Clearly, when facing a choice between honesty and genuine compassion, being rigorously honest can lead to unintended consequences. And just as clearly, these students have learned how to size-up the situation and look for ways to help those in need without compromising their integrity.
For those of us not dealing with the truly needy, Josephson reminds us that “white lies often look very different from the perspective of the person lied to. The test: Upon learning of the lie, would the person lied to thank you for caring or feel manipulated or betrayed?”

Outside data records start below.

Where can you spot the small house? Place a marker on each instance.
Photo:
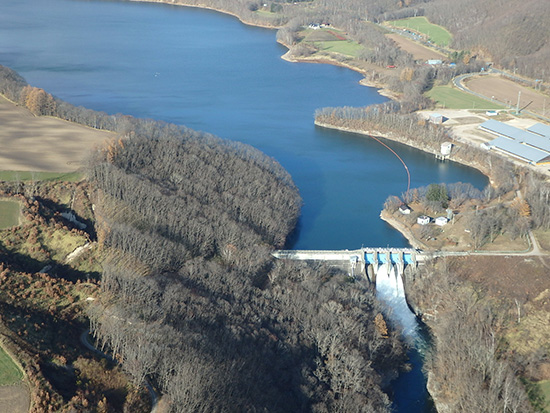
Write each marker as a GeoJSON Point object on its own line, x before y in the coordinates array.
{"type": "Point", "coordinates": [446, 148]}
{"type": "Point", "coordinates": [405, 209]}
{"type": "Point", "coordinates": [423, 220]}
{"type": "Point", "coordinates": [436, 118]}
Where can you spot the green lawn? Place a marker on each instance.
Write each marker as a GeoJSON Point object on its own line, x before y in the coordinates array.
{"type": "Point", "coordinates": [544, 387]}
{"type": "Point", "coordinates": [9, 213]}
{"type": "Point", "coordinates": [9, 372]}
{"type": "Point", "coordinates": [345, 47]}
{"type": "Point", "coordinates": [40, 176]}
{"type": "Point", "coordinates": [437, 34]}
{"type": "Point", "coordinates": [451, 98]}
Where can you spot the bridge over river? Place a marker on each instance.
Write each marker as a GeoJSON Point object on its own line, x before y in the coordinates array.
{"type": "Point", "coordinates": [367, 261]}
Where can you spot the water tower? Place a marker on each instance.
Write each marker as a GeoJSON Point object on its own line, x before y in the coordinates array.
{"type": "Point", "coordinates": [446, 149]}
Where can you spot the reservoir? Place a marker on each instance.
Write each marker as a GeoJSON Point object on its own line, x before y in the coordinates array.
{"type": "Point", "coordinates": [208, 71]}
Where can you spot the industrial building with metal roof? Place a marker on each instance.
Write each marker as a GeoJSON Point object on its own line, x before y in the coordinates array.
{"type": "Point", "coordinates": [532, 145]}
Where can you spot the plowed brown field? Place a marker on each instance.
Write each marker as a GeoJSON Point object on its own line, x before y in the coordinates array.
{"type": "Point", "coordinates": [505, 90]}
{"type": "Point", "coordinates": [30, 143]}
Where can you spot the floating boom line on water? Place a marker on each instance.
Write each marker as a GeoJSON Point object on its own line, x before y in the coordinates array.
{"type": "Point", "coordinates": [398, 157]}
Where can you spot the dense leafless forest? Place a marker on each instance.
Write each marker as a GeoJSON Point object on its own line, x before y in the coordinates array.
{"type": "Point", "coordinates": [469, 368]}
{"type": "Point", "coordinates": [193, 299]}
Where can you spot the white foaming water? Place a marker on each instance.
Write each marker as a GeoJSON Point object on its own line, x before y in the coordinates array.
{"type": "Point", "coordinates": [390, 290]}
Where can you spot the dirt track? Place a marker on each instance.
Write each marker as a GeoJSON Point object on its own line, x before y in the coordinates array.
{"type": "Point", "coordinates": [29, 143]}
{"type": "Point", "coordinates": [505, 90]}
{"type": "Point", "coordinates": [14, 399]}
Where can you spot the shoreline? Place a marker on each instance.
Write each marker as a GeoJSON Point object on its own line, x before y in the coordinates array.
{"type": "Point", "coordinates": [382, 88]}
{"type": "Point", "coordinates": [205, 7]}
{"type": "Point", "coordinates": [399, 139]}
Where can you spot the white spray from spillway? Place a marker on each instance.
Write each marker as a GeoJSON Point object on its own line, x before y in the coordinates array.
{"type": "Point", "coordinates": [390, 290]}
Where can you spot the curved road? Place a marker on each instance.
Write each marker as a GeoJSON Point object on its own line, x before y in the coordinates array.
{"type": "Point", "coordinates": [458, 83]}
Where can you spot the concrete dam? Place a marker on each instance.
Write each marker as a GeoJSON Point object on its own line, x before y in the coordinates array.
{"type": "Point", "coordinates": [364, 262]}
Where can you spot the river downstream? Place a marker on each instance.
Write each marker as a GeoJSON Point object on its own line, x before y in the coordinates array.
{"type": "Point", "coordinates": [208, 71]}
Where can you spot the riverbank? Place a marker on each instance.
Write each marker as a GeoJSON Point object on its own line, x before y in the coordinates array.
{"type": "Point", "coordinates": [264, 25]}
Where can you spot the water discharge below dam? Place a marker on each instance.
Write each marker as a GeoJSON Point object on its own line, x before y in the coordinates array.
{"type": "Point", "coordinates": [407, 388]}
{"type": "Point", "coordinates": [209, 72]}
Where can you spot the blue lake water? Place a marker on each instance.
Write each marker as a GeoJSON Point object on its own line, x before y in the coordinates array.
{"type": "Point", "coordinates": [209, 72]}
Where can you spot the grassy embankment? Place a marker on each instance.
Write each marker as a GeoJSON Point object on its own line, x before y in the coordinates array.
{"type": "Point", "coordinates": [14, 176]}
{"type": "Point", "coordinates": [436, 34]}
{"type": "Point", "coordinates": [331, 41]}
{"type": "Point", "coordinates": [451, 98]}
{"type": "Point", "coordinates": [9, 372]}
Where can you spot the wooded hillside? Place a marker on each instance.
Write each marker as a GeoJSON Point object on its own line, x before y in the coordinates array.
{"type": "Point", "coordinates": [193, 299]}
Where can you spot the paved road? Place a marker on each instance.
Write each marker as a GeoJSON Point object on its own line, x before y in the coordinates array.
{"type": "Point", "coordinates": [459, 84]}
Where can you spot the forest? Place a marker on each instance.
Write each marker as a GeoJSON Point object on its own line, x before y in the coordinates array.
{"type": "Point", "coordinates": [192, 299]}
{"type": "Point", "coordinates": [470, 367]}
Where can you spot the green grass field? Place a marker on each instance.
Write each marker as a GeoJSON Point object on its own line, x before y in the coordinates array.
{"type": "Point", "coordinates": [344, 47]}
{"type": "Point", "coordinates": [40, 176]}
{"type": "Point", "coordinates": [9, 213]}
{"type": "Point", "coordinates": [451, 98]}
{"type": "Point", "coordinates": [332, 41]}
{"type": "Point", "coordinates": [9, 372]}
{"type": "Point", "coordinates": [437, 34]}
{"type": "Point", "coordinates": [544, 387]}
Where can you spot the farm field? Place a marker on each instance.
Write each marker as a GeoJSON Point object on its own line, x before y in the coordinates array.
{"type": "Point", "coordinates": [436, 34]}
{"type": "Point", "coordinates": [40, 176]}
{"type": "Point", "coordinates": [9, 372]}
{"type": "Point", "coordinates": [418, 51]}
{"type": "Point", "coordinates": [45, 144]}
{"type": "Point", "coordinates": [9, 214]}
{"type": "Point", "coordinates": [331, 40]}
{"type": "Point", "coordinates": [505, 90]}
{"type": "Point", "coordinates": [14, 399]}
{"type": "Point", "coordinates": [451, 98]}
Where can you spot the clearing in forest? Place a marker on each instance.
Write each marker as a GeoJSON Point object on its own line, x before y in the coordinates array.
{"type": "Point", "coordinates": [436, 34]}
{"type": "Point", "coordinates": [452, 98]}
{"type": "Point", "coordinates": [508, 91]}
{"type": "Point", "coordinates": [9, 372]}
{"type": "Point", "coordinates": [31, 143]}
{"type": "Point", "coordinates": [332, 40]}
{"type": "Point", "coordinates": [9, 213]}
{"type": "Point", "coordinates": [418, 51]}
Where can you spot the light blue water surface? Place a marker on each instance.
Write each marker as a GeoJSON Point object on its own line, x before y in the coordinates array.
{"type": "Point", "coordinates": [209, 72]}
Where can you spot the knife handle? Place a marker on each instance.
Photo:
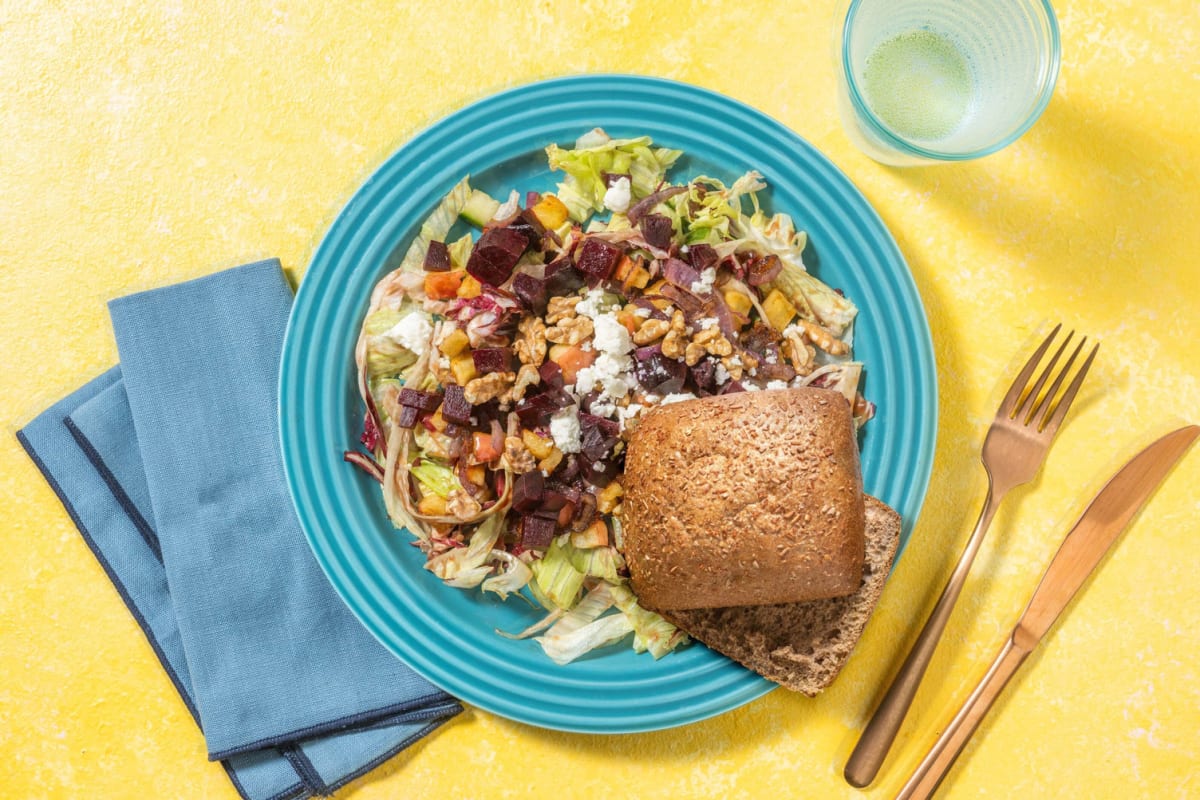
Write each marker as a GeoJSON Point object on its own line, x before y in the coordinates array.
{"type": "Point", "coordinates": [929, 774]}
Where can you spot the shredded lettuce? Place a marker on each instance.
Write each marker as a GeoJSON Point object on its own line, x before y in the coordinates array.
{"type": "Point", "coordinates": [437, 226]}
{"type": "Point", "coordinates": [436, 477]}
{"type": "Point", "coordinates": [594, 155]}
{"type": "Point", "coordinates": [651, 631]}
{"type": "Point", "coordinates": [583, 630]}
{"type": "Point", "coordinates": [557, 581]}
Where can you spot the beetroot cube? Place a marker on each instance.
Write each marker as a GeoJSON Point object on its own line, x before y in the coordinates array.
{"type": "Point", "coordinates": [537, 533]}
{"type": "Point", "coordinates": [495, 254]}
{"type": "Point", "coordinates": [489, 360]}
{"type": "Point", "coordinates": [455, 407]}
{"type": "Point", "coordinates": [437, 257]}
{"type": "Point", "coordinates": [598, 259]}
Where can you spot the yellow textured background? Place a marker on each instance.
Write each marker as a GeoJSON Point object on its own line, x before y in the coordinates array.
{"type": "Point", "coordinates": [147, 143]}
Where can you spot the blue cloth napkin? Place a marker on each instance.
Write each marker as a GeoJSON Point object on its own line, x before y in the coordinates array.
{"type": "Point", "coordinates": [169, 465]}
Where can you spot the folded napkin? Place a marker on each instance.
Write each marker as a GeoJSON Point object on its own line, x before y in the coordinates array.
{"type": "Point", "coordinates": [169, 465]}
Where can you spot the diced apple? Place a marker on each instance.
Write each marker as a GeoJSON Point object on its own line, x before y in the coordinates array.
{"type": "Point", "coordinates": [443, 286]}
{"type": "Point", "coordinates": [454, 343]}
{"type": "Point", "coordinates": [471, 287]}
{"type": "Point", "coordinates": [432, 505]}
{"type": "Point", "coordinates": [594, 535]}
{"type": "Point", "coordinates": [463, 367]}
{"type": "Point", "coordinates": [779, 310]}
{"type": "Point", "coordinates": [550, 211]}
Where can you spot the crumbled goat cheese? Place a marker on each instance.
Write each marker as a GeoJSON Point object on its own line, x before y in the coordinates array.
{"type": "Point", "coordinates": [705, 284]}
{"type": "Point", "coordinates": [413, 334]}
{"type": "Point", "coordinates": [618, 196]}
{"type": "Point", "coordinates": [564, 428]}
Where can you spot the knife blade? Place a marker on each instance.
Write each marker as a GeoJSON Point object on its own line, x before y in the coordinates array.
{"type": "Point", "coordinates": [1080, 553]}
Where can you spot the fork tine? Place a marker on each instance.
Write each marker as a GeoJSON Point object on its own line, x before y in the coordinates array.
{"type": "Point", "coordinates": [1060, 409]}
{"type": "Point", "coordinates": [1047, 400]}
{"type": "Point", "coordinates": [1031, 398]}
{"type": "Point", "coordinates": [1008, 405]}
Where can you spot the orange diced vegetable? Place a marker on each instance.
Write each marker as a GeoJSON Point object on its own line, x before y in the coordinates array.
{"type": "Point", "coordinates": [443, 286]}
{"type": "Point", "coordinates": [484, 447]}
{"type": "Point", "coordinates": [471, 287]}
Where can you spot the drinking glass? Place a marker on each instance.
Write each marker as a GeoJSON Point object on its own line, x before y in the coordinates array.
{"type": "Point", "coordinates": [927, 80]}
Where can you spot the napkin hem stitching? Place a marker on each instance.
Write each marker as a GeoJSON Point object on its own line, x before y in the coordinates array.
{"type": "Point", "coordinates": [333, 726]}
{"type": "Point", "coordinates": [114, 486]}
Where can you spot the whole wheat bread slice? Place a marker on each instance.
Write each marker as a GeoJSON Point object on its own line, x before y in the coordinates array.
{"type": "Point", "coordinates": [802, 645]}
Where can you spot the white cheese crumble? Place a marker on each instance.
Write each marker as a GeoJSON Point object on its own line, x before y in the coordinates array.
{"type": "Point", "coordinates": [564, 428]}
{"type": "Point", "coordinates": [705, 284]}
{"type": "Point", "coordinates": [678, 397]}
{"type": "Point", "coordinates": [412, 332]}
{"type": "Point", "coordinates": [618, 196]}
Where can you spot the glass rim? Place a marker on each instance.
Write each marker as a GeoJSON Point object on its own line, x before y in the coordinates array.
{"type": "Point", "coordinates": [1049, 79]}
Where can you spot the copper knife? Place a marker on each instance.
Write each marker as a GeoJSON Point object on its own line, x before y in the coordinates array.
{"type": "Point", "coordinates": [1080, 553]}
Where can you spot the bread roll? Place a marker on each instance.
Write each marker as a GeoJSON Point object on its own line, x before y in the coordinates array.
{"type": "Point", "coordinates": [744, 499]}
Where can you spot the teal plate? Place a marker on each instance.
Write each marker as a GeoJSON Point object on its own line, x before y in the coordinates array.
{"type": "Point", "coordinates": [448, 636]}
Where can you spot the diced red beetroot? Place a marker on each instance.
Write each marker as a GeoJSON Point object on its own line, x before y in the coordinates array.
{"type": "Point", "coordinates": [702, 256]}
{"type": "Point", "coordinates": [420, 400]}
{"type": "Point", "coordinates": [408, 416]}
{"type": "Point", "coordinates": [679, 274]}
{"type": "Point", "coordinates": [437, 257]}
{"type": "Point", "coordinates": [496, 253]}
{"type": "Point", "coordinates": [659, 374]}
{"type": "Point", "coordinates": [551, 374]}
{"type": "Point", "coordinates": [531, 292]}
{"type": "Point", "coordinates": [529, 227]}
{"type": "Point", "coordinates": [537, 533]}
{"type": "Point", "coordinates": [489, 360]}
{"type": "Point", "coordinates": [598, 437]}
{"type": "Point", "coordinates": [527, 491]}
{"type": "Point", "coordinates": [455, 407]}
{"type": "Point", "coordinates": [763, 270]}
{"type": "Point", "coordinates": [562, 277]}
{"type": "Point", "coordinates": [598, 259]}
{"type": "Point", "coordinates": [658, 230]}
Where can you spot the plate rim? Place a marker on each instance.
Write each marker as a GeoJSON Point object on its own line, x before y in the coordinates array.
{"type": "Point", "coordinates": [927, 374]}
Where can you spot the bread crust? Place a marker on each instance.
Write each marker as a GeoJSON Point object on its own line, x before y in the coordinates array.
{"type": "Point", "coordinates": [744, 499]}
{"type": "Point", "coordinates": [803, 647]}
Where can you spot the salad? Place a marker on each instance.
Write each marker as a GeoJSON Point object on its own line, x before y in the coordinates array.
{"type": "Point", "coordinates": [503, 370]}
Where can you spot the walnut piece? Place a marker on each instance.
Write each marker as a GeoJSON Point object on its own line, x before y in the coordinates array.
{"type": "Point", "coordinates": [460, 504]}
{"type": "Point", "coordinates": [527, 376]}
{"type": "Point", "coordinates": [651, 330]}
{"type": "Point", "coordinates": [531, 344]}
{"type": "Point", "coordinates": [519, 457]}
{"type": "Point", "coordinates": [487, 388]}
{"type": "Point", "coordinates": [570, 331]}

Meanwhile, back to the “sweater” girl. It’s the day following our “white lie” discussion, and I’m surprised to see that she has come to class wearing what had been described as “that ugly sweater.”
(Self-restraint keeps me from posting a photo of this witness-protected “Christmas victim” wearing the notorious sweater.)
A quick poll of all forty students finds that all but one (the close friend) agree that it really doesn’t look bad, and most would certainly not characterize it as “ugly.”
As I turn to face the student, she just looks at me and says, “Don’t you judge me!”